TEMPO.CO, Sleman - Ahli hukum lingkungan Universitas Gadjah Mada, Hari Supriono, menyatakan kabut asap akibat pembakaran hutan dan lahan ini sudah menjadi bencana nasional, bukan lagi bencana alam.
Dari sisi hukum, katanya, harus ada penghapusan salah satu pasal dari Undang-Undang Nomor 32 tahun 2009 tentang Perlindungan dan Pengelolaan Lingkungan Hidup karena sudah tidak relevan.
"Lahan sawit secara nasional sudah mencapai 20 juta hektare itu sudah cukup, sekarang harus setop penambahan lahan itu," kata Hari saat ditemui di Java & Japan Classic Festival di Griya Taman Cemara, Maguwoharjo, Depok, Sleman, Ahad, 25 Oktober 2015. Malaysia hanya 14 juta hektare sawit, ujarnya. Tapi, hasilnya melebihi Indonesia.

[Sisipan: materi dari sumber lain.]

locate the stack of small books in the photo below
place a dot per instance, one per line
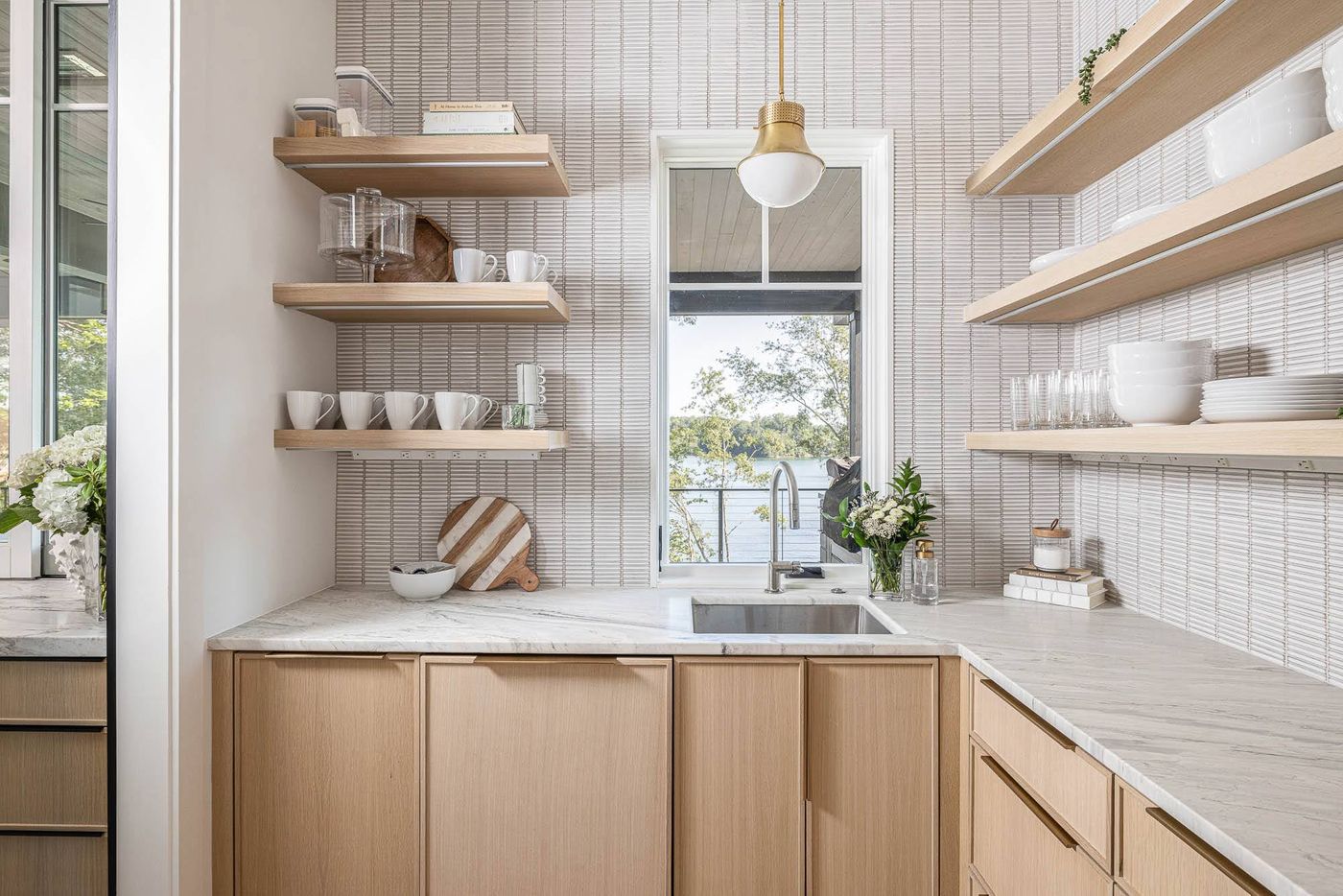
(1078, 589)
(472, 118)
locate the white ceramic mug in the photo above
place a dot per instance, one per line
(485, 409)
(405, 410)
(308, 409)
(362, 410)
(473, 266)
(454, 409)
(527, 268)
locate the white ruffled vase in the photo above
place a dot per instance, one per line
(78, 557)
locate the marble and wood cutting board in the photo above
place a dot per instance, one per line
(487, 539)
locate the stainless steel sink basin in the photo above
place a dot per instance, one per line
(785, 618)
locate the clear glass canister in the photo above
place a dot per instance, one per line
(1051, 547)
(366, 228)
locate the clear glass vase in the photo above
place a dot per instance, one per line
(885, 573)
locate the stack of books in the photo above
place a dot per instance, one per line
(472, 118)
(1078, 589)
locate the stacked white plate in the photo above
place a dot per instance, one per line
(1248, 399)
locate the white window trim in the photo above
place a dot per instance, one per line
(20, 551)
(873, 152)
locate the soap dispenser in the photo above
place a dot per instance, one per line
(924, 574)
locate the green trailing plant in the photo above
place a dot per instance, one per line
(1087, 74)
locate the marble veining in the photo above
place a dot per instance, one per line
(1244, 752)
(46, 618)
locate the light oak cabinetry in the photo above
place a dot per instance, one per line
(739, 775)
(325, 775)
(1161, 858)
(547, 775)
(872, 777)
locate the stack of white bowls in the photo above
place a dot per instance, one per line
(1249, 399)
(1159, 383)
(1266, 125)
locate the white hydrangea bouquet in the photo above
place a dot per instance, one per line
(63, 489)
(884, 524)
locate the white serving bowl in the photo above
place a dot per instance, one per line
(1191, 375)
(1155, 405)
(432, 582)
(1333, 84)
(1041, 262)
(1138, 217)
(1266, 125)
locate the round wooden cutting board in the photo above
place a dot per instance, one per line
(487, 540)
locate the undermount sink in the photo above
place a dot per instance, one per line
(785, 618)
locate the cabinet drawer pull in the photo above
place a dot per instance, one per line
(1057, 737)
(1205, 852)
(1045, 818)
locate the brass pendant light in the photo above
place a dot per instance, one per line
(782, 170)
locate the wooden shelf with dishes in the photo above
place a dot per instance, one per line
(476, 165)
(1288, 205)
(1178, 60)
(447, 302)
(427, 445)
(1293, 442)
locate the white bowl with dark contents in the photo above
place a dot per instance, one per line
(422, 579)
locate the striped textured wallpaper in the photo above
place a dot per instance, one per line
(1253, 559)
(951, 78)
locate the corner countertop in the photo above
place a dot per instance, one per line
(46, 618)
(1242, 752)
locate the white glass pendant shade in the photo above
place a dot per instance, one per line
(782, 170)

Pembakaran lahan yang dilindungi oleh undang-undang tersebut berakibat fatal. Pasal 69 ayat dua undang-undang itu menyebutkan, demi mengedepankan kearifan lokal, masyarakat lokal diperbolehkan membakar lahan yang luasnya di bawah dua hektare. Bahkan, muncul peraturan daerah yang mengatur pembakaran lahan hingga 50 hektare.
"Dengan pasal itu, para pengusaha kelapa sawit berlindung," kata Hadi. Soal kearifan lokal suatu daerah memang harus tetap bisa diakomodasik. Tapi, harus dengan pengawalan ketat. Sebab, bisa saja kepala suku atau kepala adat dimanfaatkan oleh para pengusaha.

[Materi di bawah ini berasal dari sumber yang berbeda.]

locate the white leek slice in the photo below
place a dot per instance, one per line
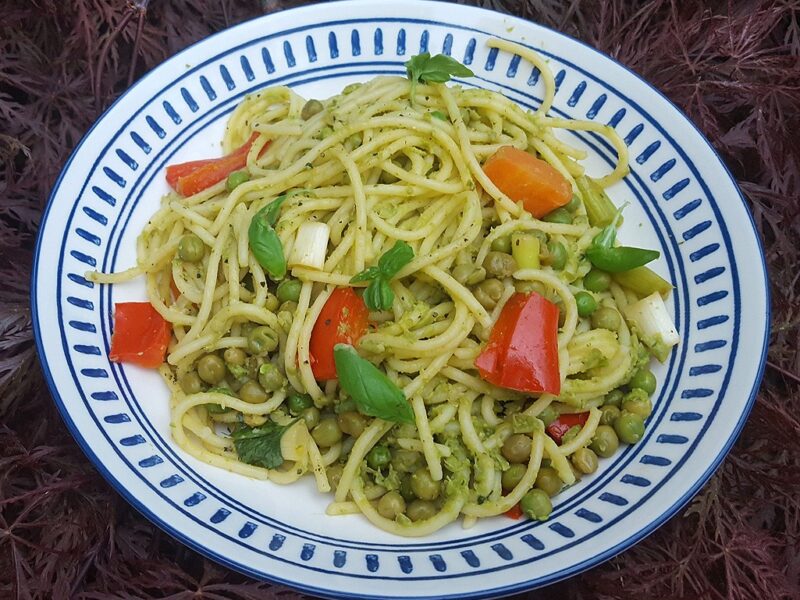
(310, 246)
(652, 322)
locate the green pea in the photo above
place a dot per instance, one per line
(536, 505)
(262, 340)
(556, 255)
(379, 457)
(586, 303)
(327, 433)
(584, 460)
(629, 427)
(270, 378)
(502, 244)
(420, 510)
(513, 475)
(252, 393)
(211, 369)
(236, 179)
(609, 414)
(614, 398)
(390, 505)
(605, 441)
(606, 318)
(499, 264)
(423, 485)
(517, 448)
(288, 290)
(297, 403)
(191, 248)
(644, 379)
(597, 281)
(311, 108)
(311, 416)
(191, 383)
(559, 215)
(234, 356)
(548, 481)
(352, 423)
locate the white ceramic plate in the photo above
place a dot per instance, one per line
(683, 201)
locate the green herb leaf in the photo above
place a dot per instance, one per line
(374, 394)
(379, 294)
(367, 274)
(261, 446)
(394, 259)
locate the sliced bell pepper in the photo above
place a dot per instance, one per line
(194, 176)
(522, 352)
(558, 428)
(343, 320)
(141, 335)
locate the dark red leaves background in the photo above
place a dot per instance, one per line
(734, 67)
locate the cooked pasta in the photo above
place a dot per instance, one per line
(369, 170)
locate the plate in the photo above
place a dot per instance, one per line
(683, 201)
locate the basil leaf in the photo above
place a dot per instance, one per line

Hadi mengatakan, dalam prakteknya, pengusaha besar mengatasnamakan masyarakat lokal untuk pembakaran lahan yang memang efektif untuk membuka lahan.
Dia mendorong masyarakat adat terus menjaga hutan sesuai dengan kearifan lokalnya. "Jangan sampai mereka justru dimanfaatkan para pengusaha," katanya.